Re: WITHIN GROUP patch - Mailing list pgsql-hackers

From Tom Lane
Subject Re: WITHIN GROUP patch
Date
Msg-id 20530.1386367085@sss.pgh.pa.us
Whole thread Raw
In response to Re: WITHIN GROUP patch  (Josh Berkus <josh@agliodbs.com>)
List pgsql-hackers
Josh Berkus <josh@agliodbs.com> writes:
> Can someone paste examples of the two syntax alternatives we're talking
> about here?  I've lost track.

I'll leave it to Andrew to describe/defend exactly what his patch is
doing.  The alternative I'm thinking about is that in CREATE AGGREGATE
as well as \da output, the argument list of an ordered-set aggregate
would look like
     type1, type2, ... ORDER BY type3, type4, ...

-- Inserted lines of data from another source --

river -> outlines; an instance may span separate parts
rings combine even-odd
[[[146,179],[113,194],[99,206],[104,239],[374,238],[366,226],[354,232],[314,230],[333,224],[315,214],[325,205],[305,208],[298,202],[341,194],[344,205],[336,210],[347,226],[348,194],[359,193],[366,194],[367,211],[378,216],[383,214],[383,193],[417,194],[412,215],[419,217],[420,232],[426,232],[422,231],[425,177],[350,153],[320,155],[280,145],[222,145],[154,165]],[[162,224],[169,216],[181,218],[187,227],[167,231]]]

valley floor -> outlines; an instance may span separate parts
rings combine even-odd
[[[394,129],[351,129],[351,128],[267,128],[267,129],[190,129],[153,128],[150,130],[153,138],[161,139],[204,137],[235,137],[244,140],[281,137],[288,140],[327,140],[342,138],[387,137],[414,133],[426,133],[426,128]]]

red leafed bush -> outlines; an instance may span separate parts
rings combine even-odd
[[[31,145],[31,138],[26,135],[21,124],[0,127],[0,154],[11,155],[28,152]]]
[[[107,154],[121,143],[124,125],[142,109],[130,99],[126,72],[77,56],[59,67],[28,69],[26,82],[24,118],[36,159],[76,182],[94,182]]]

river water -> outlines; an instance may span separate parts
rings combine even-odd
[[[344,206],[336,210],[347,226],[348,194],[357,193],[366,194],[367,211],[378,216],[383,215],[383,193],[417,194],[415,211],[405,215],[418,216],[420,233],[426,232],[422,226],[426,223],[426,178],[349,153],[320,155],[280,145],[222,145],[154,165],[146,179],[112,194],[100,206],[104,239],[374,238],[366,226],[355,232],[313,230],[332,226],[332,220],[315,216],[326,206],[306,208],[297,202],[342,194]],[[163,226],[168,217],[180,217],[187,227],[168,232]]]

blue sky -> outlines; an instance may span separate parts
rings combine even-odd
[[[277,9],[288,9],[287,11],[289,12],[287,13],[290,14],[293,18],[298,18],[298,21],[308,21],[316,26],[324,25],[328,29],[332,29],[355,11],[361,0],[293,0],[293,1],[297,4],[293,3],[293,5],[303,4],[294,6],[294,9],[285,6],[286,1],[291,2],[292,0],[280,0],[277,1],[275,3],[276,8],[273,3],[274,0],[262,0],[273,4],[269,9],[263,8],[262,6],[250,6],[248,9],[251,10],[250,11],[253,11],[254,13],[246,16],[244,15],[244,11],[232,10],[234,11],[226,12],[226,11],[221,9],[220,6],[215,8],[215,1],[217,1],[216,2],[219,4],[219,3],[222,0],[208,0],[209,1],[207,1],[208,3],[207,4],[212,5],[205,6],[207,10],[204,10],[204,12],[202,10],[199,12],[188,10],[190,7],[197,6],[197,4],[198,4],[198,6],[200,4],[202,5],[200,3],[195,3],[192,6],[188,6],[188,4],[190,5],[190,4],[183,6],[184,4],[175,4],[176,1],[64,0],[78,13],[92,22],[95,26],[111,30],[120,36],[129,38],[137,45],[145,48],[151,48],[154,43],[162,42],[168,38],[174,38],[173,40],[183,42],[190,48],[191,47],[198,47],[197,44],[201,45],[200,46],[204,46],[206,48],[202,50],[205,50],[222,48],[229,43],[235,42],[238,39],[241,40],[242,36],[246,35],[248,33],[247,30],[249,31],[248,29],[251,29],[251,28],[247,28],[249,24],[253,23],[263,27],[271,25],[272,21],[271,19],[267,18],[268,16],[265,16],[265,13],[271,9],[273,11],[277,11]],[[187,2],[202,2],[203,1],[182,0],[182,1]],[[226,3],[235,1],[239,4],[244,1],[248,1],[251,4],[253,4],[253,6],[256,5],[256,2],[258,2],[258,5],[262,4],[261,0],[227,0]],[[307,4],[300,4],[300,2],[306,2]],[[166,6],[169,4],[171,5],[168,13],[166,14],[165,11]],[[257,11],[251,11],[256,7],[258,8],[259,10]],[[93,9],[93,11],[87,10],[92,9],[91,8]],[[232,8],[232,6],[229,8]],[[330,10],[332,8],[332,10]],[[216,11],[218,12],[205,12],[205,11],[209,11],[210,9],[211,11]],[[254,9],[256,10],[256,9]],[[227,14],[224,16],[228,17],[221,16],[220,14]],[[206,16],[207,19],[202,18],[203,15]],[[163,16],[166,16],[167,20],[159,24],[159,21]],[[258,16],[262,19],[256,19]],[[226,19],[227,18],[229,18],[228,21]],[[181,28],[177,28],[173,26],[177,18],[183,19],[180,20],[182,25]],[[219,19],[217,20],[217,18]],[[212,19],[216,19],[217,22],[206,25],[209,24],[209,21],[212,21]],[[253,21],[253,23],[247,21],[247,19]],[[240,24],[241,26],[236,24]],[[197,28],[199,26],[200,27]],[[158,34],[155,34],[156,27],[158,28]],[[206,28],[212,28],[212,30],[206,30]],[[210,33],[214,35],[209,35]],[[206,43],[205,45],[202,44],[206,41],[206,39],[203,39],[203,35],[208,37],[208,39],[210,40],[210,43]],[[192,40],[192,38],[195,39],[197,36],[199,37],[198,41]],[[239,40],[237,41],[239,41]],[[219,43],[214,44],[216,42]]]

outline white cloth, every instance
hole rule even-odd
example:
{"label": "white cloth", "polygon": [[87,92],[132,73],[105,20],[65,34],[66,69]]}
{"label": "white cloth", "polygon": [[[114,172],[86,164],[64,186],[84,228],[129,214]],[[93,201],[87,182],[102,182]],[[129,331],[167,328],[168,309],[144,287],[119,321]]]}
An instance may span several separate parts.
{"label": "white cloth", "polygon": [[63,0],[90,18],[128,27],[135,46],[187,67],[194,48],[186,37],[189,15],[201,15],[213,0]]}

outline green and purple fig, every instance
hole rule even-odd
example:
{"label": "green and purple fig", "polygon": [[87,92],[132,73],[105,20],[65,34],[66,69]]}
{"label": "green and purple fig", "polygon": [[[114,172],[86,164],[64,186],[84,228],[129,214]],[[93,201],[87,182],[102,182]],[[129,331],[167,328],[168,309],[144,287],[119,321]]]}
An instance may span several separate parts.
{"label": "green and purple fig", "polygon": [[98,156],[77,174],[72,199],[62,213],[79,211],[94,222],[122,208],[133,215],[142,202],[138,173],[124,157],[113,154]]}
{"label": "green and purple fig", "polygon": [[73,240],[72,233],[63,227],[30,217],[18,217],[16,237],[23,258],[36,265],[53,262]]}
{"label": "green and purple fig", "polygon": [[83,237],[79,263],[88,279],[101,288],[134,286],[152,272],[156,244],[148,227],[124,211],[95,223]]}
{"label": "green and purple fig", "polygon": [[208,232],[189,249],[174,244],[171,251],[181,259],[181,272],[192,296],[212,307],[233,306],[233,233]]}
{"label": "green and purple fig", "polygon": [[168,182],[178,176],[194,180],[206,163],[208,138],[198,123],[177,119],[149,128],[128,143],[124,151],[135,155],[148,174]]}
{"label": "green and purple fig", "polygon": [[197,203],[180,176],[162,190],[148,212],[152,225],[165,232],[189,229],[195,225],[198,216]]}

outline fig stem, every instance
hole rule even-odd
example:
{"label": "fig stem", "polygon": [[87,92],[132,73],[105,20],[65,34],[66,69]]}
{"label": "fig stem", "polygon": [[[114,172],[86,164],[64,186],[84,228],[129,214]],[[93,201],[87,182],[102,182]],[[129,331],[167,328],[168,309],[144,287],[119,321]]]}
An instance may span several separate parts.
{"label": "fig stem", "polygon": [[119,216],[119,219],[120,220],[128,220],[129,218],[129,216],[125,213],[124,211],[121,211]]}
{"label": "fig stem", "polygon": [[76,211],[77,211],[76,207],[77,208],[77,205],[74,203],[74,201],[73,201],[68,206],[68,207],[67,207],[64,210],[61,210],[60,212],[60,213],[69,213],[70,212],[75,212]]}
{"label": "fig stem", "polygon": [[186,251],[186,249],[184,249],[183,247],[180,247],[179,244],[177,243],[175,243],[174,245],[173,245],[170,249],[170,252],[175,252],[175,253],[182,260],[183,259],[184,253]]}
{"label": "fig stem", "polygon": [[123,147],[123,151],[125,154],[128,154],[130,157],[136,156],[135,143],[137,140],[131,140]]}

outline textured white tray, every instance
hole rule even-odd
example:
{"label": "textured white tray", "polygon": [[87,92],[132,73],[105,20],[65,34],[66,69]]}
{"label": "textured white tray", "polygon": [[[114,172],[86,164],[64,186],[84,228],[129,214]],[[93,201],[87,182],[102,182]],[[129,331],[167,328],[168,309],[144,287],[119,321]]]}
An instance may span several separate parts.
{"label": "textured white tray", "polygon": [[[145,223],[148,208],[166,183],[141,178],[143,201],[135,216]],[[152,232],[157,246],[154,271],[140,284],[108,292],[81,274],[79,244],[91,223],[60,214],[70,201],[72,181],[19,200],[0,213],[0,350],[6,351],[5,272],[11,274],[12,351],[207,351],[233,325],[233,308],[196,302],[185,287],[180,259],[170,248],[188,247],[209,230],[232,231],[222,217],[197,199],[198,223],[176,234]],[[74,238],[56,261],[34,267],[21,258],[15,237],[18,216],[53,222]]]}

if the aggregate only permits a fixed number of ordering columns
(as mode() does for example).  If it permits a variable number of
ordering columns, you could have
     type1, type2, ... ORDER BY [ type3, type4, ... ] VARIADIC something

99% of the time the right-hand part would just be "VARIADIC ANY"
but if an aggregate had need to lock down the ordering column types,
or the leading ordering column types, it could do that.  If it needs
a variable number of direct arguments as well (which in particular
hypothetical set functions do) then you would write
     [ type1, type2, ... ] VARIADIC something ORDER BY VARIADIC something

where we constrain the two "somethings" to be the same.  (Again, these
would *usually* be ANY, but I can envision that an aggregate might want to
constrain the argument types more than that.)  We have to constrain this
case because the underlying pg_proc representation and parser function
lookup code only allow the last argument to be declared VARIADIC.  So
under the hood, this last case would be represented in pg_proc with
proargs looking like just "[ type1, type2, ... ] VARIADIC something",
whereas in the first two cases the proargs representation would contain
all the same entries as above.

We could substitute something else for ORDER BY without doing a lot
of violence to this, if people are really down on that aspect.